Echoing Cepsa’s overarching strategy, the objective is to establish a long-term, stable platform that can adeptly navigate the tumultuous landscape ahead. “If you aim to not just survive, but thrive in the energy transition, it's always advantageous to work in an environment where the opportunities available ensure you consistently overperform and overdeliver”.
Manousos stresses the importance of managing various streams in a comprehensive manner. Cepsa’s trading unit functions as a cohesive team across its global offices. Having robust systems and control mechanisms in place is paramount. “The goal is to ensure that our activities are well understood, well governed, and well measured. An asset-backed trading business requires more interaction, brainstorming, and alignment on average, given its dealings with refineries, marketing businesses, and other departments,” he explains.
Talent development, including efficient graduate schemes, is an integral part of this operating model. As part of its plans to expand its global footprint and support the transition of other crude producers and small refiners, Cepsa intends to recruit individuals in areas where in-house competencies are lacking. “We expect the people we hire to nurture the next generation of talent. So, for those who are eager to delve into leadership development, team building, and strategic definition, Cepsa will be an engaging environment,” Manousos says.
Diversity Fuels the Energy Transition
The energy industry has strides to make in terms of diversity, whether it be gender, academic, geographic, or racial. But Cepsa is striving for more than just meeting the standard. As Manousos puts it, “we’re not yet where we aspire to be, either as Cepsa or as Cepsa Trading. We’re above average, but we don’t aim to be merely average.”

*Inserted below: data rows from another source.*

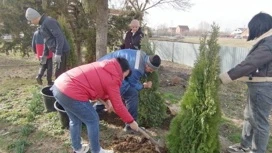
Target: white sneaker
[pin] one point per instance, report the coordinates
(85, 148)
(105, 151)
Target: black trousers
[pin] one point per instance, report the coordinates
(61, 67)
(48, 67)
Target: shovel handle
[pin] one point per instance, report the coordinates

Manousos envisions a workforce that reflects the multifaceted global community in which Cepsa operates. “By fostering diversity, we enable decision-making that fully considers the spectrum of opportunities, thus mitigating blind spots and reducing confirmation biases. Practically speaking, it also expands our access to a broader talent pool, enabling more individuals to succeed and establishing a more robust business framework.”
The ongoing transition in the energy sector has made progress in this area somewhat challenging, as some believe the industry's peak days have already passed.

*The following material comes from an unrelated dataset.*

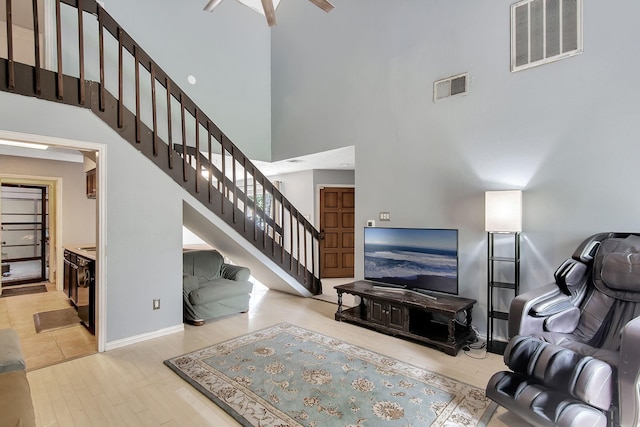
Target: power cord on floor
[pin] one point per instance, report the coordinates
(475, 344)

But Manousos disagrees. After a decades-long career, he is deeply convinced that trading, particularly asset-backed trading, has a long journey ahead and can help shape tomorrow’s talent community too. “Asset-backed trading plays a crucial role in facilitating the energy transition. Moreover, embracing diversity and inclusion can act as a catalyst in this transition, helping to identify opportunities if we bring in the right talent from diverse backgrounds and different parts of society,” he concludes.